COMPETING LAURENTIAN AND GONDWANAN SEDIMENT SOURCES DURING PROTRACTED PANGEA ASSEMBLYIN THE MARATHON REGION OF WEST TEXAS


PEREZ, Nicholas D., Department of Geology and Geophysics, Texas A&M University, Halbouty Building, 3115 TAMU, 611 Ross St., College Station, TX 77843 and GAO, Zihui, Texas A&M University, Department of Geology and Geophysics, 3116 TAMU, College Station, TX 77843

Suturing of Laurentia and Gondwana during Pangea assembly was a time-transgressive event that advanced westward from eastern Laurentia to the Marathon region. Strata exposed in the Marathon fold-thrust belt of west Texas preserve the stratigraphic record of pre- and syncollisional deposition. New multi-proxy sediment provenance data (detrital zircon U-Pb geochronology, thin section petrography, heavy minerals) from allochthonous Ordovician, Mississippian, and Pennsylvanian strata are used to reconstruct sediment source areas of the southern Laurentian margin during Pangea assembly. Similar methods were also applied to autochthonous Permian strata from the Guadalupe Mountains. Results from Ordovician strata reveal significant contribution of Neoproterozoic detrital zircons, consistent with derivation from peri-Gondwanan terranes during pre-collisional deposition. Mississippian Tesnus Fm. strata demonstrate mature sandstone petrofacies, and detrital zircon results yield Grenville and Taconic age signatures, consistent with sediment recycled from Laurentian sources. Two samples from the Pennsylvanian Haymond Formation reveal contrasting results compositions. Statistical methods confirm one is similar to Ordovician strata, suggesting recycling from proximal sources. The other is similar to typical Laurentian signatures, and may signal delivery from distal sources.
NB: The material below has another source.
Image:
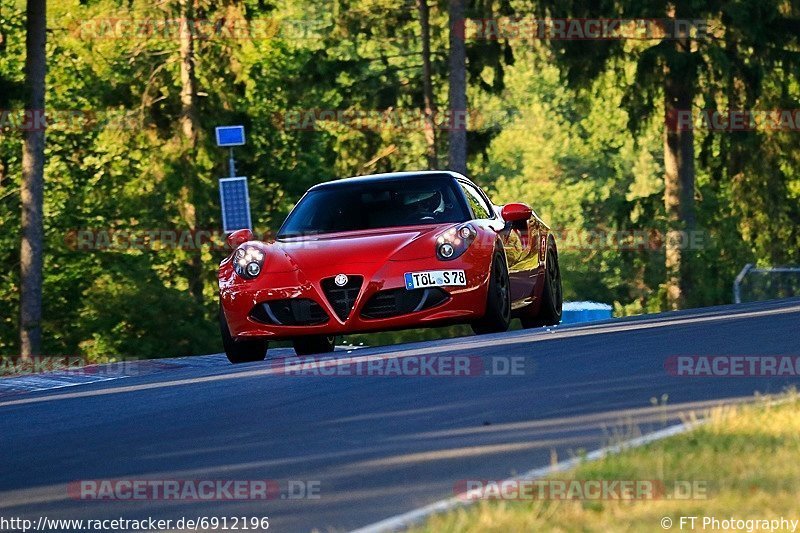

The Pennsylvanian Gaptank Formation has a detrital zircon signature that is consistent with mixing of local sources that were potentially eroded from the fold-thrust belt. The Ordovician–Pennsylvanian results were modeled as potential sediment sources for Permian Brushy Canyon and Bell Canyon Formations from the Guadalupe Mountains. Mixture modeling suggests that Permian strata were sourced from Mississippian and Pennsylvanian strata along the Pangea suture, with additional contribution from Permian arc sources. These results support diverse and alternating Gondwanan and Laurentian sediment sources from both margins filling the remnant ocean basin, consistent with previous workers. These results also have implications for the sediment dispersal pathways that delivered sediment to the Permian Basin region.